The way members of the Savas and Antonides families keep popping out of the woodwork — I’ve got Savas’ Defiant Mistress coming along in a few months and a Savas cousin, Christo, making my life difficult (and surprising) right now, it looks like they intend to keep me entertained for a while yet.
Who is one of the most surprising and memorable heroes you’ve read about? And why?
Gunnar, my flatcoat retriever, and his golden retriever brothers, Micah and Mitch, will be helping me choose a winner who will get a copy of Elias’s book (since I don’t have author’s copies of PJ and Ally’s book yet).
Stay tuned here or drop by my blog later this week to see who the winner is.



{ 3 comments… read them below or add one }
Ann, what an interesting post. I’ve never let myself be carried in different directions, I’ve always written for the Presents line only, so it’s intriguing to hear that you have written for several different lines depending on where the muse has taken you. Do you ever forget where you’re going?
Hi, Anne! I’m a huge fan of several of your books that cross the different lines. I always feel like I’m reading one of your books, but with a different feel to it. Being a reviewer now, I catch myself paying more attention to that “tone” than I did before.
I enjoy reading the different types so whatever your doing I hope you don’t stop!
I was wondering though, did you have a hard time selling the different types to Harlequin or do they just take the manuscript and tell you which line it will go in?
Sorry I have been incommunicado for several days. I’m in Texas babysitting my granddaughter who has been ill, and I don’t get online as often as I would like.
Margaret, you obviously have more will power than I do. I can’t stick with one sort of story, I learned that early on. And while sage editorial advice has been to do exactly that “and build a reader base,” I find that I am stopped dead if I try to push characters toward a particular “feel” — so I am quite sure I would have no reader base at all if I attempted it regularly because the books simply wouldn’t get written.
Larissa, thanks for saying you’ve enjoyed books of mine that cross the different lines. Yes, I would say that there is always a “McAllister flavor” to the story — and perhaps the quirky approach to life — and the fact is, I can’t entirely stop, though I’m trying to be selective about the books I write currently which means that my cowboys are going to have to wait a while.
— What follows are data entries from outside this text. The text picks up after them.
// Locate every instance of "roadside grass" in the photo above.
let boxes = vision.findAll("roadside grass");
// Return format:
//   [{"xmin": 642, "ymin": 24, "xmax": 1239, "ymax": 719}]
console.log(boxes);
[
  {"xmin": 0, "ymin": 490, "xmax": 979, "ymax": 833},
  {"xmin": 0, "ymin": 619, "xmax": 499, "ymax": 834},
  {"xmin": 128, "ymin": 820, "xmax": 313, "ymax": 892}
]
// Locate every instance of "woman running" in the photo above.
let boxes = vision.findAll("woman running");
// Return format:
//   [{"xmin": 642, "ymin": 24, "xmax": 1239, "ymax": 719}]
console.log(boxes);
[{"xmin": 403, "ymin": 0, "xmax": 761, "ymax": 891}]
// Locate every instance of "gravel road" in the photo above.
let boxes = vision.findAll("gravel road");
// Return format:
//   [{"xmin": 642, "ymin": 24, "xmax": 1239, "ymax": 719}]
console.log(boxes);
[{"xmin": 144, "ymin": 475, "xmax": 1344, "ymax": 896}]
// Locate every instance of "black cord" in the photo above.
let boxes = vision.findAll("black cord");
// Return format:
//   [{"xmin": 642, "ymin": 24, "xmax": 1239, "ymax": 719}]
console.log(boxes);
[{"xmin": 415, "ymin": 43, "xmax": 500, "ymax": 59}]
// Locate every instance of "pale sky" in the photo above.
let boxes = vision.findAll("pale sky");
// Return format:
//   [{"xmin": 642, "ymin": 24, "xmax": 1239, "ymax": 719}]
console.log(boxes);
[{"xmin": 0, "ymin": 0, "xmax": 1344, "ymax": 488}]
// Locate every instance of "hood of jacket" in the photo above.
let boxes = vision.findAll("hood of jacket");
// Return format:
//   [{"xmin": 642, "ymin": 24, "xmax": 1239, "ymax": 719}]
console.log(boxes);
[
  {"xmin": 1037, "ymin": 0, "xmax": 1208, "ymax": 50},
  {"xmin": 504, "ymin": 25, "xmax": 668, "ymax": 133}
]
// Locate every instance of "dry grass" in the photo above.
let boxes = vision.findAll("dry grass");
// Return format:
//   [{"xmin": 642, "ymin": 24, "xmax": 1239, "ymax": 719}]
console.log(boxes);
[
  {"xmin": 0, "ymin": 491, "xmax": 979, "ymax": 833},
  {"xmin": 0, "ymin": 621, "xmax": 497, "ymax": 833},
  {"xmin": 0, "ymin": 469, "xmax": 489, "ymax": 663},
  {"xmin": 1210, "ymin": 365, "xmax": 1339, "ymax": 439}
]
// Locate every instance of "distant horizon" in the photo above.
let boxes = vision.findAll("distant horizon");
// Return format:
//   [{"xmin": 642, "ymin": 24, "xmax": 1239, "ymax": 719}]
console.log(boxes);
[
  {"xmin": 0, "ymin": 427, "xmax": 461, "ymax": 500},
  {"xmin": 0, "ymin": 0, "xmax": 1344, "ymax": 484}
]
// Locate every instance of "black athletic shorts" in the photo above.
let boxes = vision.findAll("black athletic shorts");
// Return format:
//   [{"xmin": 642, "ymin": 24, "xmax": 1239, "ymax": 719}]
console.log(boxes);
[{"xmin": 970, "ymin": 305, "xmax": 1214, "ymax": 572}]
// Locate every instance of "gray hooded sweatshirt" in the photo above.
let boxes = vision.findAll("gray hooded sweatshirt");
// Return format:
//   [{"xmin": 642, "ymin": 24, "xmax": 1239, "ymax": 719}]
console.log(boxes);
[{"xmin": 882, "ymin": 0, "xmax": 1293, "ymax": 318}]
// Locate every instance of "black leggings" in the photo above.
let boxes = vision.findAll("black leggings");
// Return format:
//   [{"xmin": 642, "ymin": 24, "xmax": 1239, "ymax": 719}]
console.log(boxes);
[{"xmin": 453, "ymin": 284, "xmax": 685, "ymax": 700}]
It was Harlequin’s choice in the first place to put my books in different lines — the first was a romance, the second an American, the third a Presents. Then they decided I was more “Presents” than “Romance” so I only had one of those. For quite a few years I did just Presents and Americans. But when I wanted to do a shorter cowboy story, it ended up at Desire because Presents didn’t seem to fit (though later they said it could have). So it’s pretty much editorially decided now. I write what I write and I try to aim it toward something, and then they tell me if it works for that line or not. If it doesn’t we discuss where it might fit.